Pedantería y papanatismo. Borges inventó una legión de lectores (y no pocos autores sucedáneos), pero no sé si muchos habrán logrado sobrevivir a la epidemia de pedantería y papanatismo que nos asola. Por ejemplo, hace poco leí en un suplemento dominical que ahora hay restaurantes en los que se come en la más absoluta oscuridad, para saborear los alimentos sin reconocerlos de antemano ni dejarse influir por su aspecto. ¿De qué me sonaba eso? Fui a la biblioteca más cercana y, aunque cada vez tienen menos libros (y más tonterías, a las que llaman multimedia), encontré las Crónicas de Bustos Domecq, de Jorge Luis Borges y Adolfo Bioy Casares.
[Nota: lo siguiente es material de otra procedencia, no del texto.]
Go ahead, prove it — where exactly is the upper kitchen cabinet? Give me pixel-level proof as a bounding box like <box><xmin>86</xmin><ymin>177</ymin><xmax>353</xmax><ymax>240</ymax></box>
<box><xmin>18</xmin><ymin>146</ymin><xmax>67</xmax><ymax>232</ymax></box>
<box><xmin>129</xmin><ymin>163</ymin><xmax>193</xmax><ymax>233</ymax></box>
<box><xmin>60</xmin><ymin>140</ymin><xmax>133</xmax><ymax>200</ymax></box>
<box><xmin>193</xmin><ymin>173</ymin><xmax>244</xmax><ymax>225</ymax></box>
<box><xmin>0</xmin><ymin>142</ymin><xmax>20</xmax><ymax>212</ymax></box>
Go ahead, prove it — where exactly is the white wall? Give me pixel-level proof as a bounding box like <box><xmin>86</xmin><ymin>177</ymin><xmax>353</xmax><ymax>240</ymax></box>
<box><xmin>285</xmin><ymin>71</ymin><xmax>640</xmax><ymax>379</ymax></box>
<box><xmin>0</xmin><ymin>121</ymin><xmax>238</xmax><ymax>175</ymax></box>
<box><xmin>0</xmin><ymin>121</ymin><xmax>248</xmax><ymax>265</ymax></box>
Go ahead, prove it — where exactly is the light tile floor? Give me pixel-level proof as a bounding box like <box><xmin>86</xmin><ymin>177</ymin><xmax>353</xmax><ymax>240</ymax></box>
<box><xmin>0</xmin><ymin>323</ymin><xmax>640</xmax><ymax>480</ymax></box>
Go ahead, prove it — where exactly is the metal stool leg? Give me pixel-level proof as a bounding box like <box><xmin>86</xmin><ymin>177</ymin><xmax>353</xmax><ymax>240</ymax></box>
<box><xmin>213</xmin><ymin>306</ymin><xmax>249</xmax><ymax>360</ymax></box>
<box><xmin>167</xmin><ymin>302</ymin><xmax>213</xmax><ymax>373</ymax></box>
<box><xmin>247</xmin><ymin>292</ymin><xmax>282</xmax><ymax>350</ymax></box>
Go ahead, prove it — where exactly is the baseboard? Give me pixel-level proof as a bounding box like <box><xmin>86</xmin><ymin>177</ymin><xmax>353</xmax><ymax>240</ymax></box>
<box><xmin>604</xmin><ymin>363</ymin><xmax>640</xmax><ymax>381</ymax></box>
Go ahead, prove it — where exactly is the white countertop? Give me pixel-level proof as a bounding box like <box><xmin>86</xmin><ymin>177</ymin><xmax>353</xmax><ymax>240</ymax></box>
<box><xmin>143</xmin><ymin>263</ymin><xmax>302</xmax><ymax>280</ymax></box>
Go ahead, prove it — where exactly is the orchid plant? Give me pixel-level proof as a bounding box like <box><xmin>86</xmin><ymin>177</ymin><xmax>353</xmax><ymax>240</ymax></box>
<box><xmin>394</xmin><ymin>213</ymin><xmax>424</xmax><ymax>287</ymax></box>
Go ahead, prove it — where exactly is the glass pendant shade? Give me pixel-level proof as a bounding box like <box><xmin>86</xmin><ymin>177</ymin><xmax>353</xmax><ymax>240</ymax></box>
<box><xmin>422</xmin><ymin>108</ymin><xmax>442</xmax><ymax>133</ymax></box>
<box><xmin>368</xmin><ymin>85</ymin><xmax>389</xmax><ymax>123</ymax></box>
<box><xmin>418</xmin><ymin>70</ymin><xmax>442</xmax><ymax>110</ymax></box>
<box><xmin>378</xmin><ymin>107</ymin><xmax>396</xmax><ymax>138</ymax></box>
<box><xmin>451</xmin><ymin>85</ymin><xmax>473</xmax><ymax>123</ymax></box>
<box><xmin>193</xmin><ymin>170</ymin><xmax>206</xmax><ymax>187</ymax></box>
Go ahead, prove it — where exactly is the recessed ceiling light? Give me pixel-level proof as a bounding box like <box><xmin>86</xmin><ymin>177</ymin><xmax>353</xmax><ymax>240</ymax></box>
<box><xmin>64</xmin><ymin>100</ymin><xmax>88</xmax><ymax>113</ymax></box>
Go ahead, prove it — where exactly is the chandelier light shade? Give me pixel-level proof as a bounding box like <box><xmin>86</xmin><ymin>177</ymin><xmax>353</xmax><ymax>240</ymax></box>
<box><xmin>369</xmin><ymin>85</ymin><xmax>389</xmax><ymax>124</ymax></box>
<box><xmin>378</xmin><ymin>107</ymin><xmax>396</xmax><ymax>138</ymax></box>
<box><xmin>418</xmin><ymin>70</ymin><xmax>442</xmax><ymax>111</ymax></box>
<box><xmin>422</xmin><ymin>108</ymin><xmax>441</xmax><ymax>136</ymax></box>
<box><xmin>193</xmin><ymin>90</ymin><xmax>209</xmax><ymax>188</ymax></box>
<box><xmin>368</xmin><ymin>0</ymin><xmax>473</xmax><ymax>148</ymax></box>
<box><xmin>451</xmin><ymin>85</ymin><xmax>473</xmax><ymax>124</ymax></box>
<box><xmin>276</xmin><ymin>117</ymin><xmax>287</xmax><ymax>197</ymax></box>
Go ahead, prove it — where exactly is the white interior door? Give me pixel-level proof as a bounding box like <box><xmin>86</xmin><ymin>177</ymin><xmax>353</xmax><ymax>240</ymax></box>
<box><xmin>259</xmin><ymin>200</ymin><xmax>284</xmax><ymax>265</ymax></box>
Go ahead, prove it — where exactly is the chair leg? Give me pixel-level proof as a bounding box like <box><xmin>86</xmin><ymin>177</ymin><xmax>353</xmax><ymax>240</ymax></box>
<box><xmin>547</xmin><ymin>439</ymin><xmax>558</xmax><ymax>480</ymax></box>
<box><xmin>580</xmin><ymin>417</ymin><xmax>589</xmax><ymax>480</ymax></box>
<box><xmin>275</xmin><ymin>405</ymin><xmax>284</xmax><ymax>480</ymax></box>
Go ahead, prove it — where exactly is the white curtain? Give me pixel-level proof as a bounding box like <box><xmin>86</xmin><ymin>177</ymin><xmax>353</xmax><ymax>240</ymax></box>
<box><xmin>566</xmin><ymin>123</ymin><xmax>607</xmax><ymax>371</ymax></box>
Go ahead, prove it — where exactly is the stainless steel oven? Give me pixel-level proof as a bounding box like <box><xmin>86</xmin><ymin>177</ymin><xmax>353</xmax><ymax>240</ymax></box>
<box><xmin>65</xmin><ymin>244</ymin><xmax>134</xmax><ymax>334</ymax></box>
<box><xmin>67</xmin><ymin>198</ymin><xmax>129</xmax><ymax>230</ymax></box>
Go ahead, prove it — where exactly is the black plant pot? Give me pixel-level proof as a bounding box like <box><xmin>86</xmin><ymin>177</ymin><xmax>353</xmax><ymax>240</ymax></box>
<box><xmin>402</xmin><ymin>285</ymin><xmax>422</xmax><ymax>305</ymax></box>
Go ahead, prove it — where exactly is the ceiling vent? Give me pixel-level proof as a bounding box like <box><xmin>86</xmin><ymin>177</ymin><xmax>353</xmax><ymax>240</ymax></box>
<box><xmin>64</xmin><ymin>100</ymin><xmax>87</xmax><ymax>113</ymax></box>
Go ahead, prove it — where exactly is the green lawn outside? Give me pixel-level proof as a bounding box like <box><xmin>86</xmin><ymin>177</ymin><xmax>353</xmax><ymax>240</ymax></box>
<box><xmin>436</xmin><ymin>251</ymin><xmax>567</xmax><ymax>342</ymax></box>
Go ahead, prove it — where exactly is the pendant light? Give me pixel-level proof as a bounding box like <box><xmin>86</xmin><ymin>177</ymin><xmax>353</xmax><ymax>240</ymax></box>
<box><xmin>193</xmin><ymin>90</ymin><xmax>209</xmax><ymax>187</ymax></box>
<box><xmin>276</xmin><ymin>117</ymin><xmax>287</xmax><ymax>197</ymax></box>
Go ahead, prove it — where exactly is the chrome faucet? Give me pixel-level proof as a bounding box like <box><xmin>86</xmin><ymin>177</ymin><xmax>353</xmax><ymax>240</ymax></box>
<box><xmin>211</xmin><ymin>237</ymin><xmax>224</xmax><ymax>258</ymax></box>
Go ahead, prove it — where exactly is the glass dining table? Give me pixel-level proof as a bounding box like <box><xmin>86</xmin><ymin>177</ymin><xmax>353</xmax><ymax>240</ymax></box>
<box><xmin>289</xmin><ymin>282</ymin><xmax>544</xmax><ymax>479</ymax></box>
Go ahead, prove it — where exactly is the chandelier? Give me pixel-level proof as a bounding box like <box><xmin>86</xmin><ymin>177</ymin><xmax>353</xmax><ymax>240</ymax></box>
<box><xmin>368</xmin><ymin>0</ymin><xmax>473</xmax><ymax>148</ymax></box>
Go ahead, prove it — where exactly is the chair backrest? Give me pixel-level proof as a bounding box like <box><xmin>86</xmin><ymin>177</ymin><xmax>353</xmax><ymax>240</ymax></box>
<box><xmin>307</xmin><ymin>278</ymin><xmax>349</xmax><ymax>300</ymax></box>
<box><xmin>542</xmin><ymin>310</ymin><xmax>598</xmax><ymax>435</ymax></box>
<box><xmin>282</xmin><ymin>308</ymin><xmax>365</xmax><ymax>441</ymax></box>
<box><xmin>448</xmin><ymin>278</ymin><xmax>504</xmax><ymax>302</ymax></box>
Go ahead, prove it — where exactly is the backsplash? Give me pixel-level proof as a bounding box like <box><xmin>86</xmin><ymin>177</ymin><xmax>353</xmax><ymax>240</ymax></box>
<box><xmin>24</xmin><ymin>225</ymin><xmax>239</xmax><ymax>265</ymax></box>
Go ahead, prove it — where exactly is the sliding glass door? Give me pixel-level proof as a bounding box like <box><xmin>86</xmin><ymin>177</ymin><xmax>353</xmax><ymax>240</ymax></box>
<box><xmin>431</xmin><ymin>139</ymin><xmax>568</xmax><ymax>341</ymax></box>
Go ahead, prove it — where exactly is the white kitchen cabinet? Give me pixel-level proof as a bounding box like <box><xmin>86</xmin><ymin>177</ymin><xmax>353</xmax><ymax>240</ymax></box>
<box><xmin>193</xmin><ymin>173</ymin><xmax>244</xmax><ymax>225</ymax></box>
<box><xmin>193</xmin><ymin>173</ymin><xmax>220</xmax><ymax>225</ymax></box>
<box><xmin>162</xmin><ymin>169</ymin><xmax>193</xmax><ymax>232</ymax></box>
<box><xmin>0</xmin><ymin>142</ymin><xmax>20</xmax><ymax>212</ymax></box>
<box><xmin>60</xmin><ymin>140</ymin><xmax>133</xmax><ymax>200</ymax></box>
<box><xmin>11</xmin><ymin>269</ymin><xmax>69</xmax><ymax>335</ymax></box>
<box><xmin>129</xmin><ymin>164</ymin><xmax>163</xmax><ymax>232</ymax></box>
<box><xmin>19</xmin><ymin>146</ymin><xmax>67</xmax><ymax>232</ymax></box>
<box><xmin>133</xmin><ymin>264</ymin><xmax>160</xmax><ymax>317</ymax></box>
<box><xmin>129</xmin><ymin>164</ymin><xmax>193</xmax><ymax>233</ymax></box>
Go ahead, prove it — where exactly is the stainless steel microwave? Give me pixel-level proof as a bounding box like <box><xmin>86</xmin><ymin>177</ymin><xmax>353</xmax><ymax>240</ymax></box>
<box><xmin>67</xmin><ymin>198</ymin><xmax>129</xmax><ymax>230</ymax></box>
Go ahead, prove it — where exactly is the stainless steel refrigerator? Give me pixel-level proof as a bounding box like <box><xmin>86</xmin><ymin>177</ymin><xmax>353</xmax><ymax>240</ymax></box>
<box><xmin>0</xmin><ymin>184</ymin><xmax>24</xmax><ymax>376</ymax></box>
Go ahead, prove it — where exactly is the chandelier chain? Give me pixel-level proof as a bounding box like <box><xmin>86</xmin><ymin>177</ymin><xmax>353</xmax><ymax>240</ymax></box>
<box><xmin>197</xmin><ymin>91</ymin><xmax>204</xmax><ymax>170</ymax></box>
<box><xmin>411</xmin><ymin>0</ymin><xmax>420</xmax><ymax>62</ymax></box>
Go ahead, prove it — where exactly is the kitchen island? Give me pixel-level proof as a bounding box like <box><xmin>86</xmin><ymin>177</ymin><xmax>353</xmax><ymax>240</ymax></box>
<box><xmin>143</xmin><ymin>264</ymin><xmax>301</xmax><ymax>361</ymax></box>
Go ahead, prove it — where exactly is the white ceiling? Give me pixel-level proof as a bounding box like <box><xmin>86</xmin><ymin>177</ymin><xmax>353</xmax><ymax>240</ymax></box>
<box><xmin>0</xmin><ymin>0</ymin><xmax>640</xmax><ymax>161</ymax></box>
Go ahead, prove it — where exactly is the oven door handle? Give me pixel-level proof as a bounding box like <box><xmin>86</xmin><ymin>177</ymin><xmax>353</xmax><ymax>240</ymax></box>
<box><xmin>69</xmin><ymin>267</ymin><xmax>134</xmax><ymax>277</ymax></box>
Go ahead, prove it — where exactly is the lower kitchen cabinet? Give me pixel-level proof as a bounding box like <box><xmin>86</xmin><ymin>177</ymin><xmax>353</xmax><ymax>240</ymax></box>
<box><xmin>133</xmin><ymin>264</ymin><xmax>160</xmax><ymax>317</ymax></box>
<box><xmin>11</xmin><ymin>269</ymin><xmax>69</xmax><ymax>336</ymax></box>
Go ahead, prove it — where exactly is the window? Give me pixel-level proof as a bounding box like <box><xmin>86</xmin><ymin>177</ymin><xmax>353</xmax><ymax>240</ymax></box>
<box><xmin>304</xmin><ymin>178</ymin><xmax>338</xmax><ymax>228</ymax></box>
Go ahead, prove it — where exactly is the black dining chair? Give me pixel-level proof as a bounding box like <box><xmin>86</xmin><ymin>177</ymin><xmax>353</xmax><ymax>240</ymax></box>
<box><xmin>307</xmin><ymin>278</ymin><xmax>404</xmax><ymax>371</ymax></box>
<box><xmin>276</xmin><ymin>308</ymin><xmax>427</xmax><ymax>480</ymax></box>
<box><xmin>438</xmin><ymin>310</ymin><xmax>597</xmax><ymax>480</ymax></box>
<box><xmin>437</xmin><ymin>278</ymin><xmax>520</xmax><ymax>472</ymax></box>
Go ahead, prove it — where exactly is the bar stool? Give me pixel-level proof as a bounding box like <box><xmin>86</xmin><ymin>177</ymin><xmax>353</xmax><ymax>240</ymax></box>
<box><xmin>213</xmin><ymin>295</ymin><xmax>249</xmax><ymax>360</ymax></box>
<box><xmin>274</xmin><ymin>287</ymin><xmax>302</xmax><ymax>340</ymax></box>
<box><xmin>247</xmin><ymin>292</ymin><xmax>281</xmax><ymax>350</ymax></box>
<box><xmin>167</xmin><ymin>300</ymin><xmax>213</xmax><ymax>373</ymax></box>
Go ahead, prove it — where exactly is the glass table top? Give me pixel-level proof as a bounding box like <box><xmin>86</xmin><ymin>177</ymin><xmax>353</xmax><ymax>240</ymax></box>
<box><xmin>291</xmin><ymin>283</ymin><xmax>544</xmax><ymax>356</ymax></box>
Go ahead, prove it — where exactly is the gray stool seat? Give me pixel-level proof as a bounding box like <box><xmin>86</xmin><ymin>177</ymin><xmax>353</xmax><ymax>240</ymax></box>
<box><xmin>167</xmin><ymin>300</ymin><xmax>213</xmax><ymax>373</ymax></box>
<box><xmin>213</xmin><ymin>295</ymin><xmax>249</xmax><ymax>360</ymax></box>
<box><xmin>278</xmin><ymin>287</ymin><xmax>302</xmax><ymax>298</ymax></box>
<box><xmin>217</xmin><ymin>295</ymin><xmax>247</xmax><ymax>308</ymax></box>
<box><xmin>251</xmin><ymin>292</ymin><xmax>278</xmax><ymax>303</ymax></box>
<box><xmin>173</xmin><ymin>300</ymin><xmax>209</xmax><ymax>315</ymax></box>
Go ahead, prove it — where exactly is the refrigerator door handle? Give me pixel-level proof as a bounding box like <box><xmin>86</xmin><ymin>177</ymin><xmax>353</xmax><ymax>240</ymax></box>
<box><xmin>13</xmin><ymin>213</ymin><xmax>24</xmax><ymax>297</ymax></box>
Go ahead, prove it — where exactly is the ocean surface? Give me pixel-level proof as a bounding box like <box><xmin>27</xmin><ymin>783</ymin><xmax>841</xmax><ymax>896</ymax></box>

Allí estaba, en efecto, en una (falsa) crónica sobre gastronomía donde se relata cómo se le ocurrió la idea al genial (aunque inventado) chef Darracq, que «con la seguridad que el genio otorga, ejecuta el acto somero que lo fijará para siempre en la más angulosa y alta cúspide de la cocina. Apaga la luz. Queda así inaugurado, en aquel instante, el primer tenebrarium».
Borges y Bioy ya habían inventado, a finales de los sesenta, los tenebrarium: alta cocina a oscuras. Sí, pero ¡ellos lo hacían de broma! Ahora estas pamplinas se hacen en serio y de buena fe.
En este libro, Bustos Domecq (el detective de Bioy y Borges) escribe sobre arte y eso que ahora se llama «tendencias». Cada crónica parodia un estilo periodístico, desde la entrevista a la crítica literaria. Hay arquitectura (edificios tan funcionales que resulta imposible vivir en ellos), pintura (cuadros borrados y después pintados por encima de negro, y que se venden a precios de escándalo), lo que ahora se llaman «propuestas» (un artista que firma el «espacio» entre dos calles), poderosas nuevas tecnologías («la máquina descansa y el hombre, retemplado, trabaja») y espectaculares avances médicos (la inmortalidad, ni más ni menos, aunque eso sí: convertidos en piezas de mobiliario).
Lengua extranjera. En resumen: el libro, de 1967, trata (en broma) más o menos los mismos asuntos de los que cualquier suplemento dominical contemporáneo habla completamente en serio.
Es una pequeña, casi imperceptible diferencia: la ironía (visionaria, por cierto).
En 1967 la ironía se percibía de inmediato. Un ejemplo: el libro está dedicado «A esos tres grandes olvidados: Picasso, Joyce y Le Corbusier».
Ahora, tras tantos (y tan acerbos) años de corrección política, tras tanto «buenismo» timorato y tras tanta defensa del sagrado derecho de llamarse a agravio, ¿quedará algún lector que pueda disfrutar un texto irónico? ¿Alguno todavía capaz de reírse de sí mismo?
Borges y Bioy siguen siendo un excelente manual de esa lengua extranjera: al leerlos nos inventan como lectores irónicos, tolerantes y un punto maliciosos. Tal y como (a veces) nos gustaría ser.